A.N. Wilson has sharp criticism of the Church of England for getting rid of the old prayer book funeral service. Wilson has been all over the place religiously and here I confess I think he sounds like a bit of a prayer book crank but perhaps there is a kernel truth in some of his criticism of the church:
Yet in the absence of Cranmer’s old funeral service, and with vicars pussy-footing around with its modern replacement, they think they can improve on the traditions of the elders.
So ‘I know that My Redeemer Liveth’ is discarded in favour of My Way and Handel is given the boot by Frank Sinatra. But only because the Church did not offer Handel, or the time-honoured words.
Although My Way and other such examples of liturgical home brew give a Kentish vicar the pip, I am afraid I blame the Church more than I actually blame the people who, with the best of bewildered and often griefstricken intentions, devise these cringe-making events in crematoria and churches.
English-speaking men and women for 400 years had the most beautiful church services in their own language.
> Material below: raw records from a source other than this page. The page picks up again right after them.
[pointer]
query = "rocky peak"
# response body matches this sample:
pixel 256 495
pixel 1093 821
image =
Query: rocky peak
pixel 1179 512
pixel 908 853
Our national Church chose, for the stupidest set of non-reasons, to discard the Prayer Book services.
Vicars are not in a very strong position to object if people can think of nothing better to play, as the coffin goes down the chute, than You’ll Never Walk Alone (number nine in popularity).
For most British people, the experience of church-going is limited to weddings and funerals.
If, when they came to church on such an occasion, families were given the dignity of the old words, the old hymns and the old music, might they not derive some of the old strength which consoled our ancestors, and bring back to life some of the old, lost dignity with which human rites of passage were once honoured?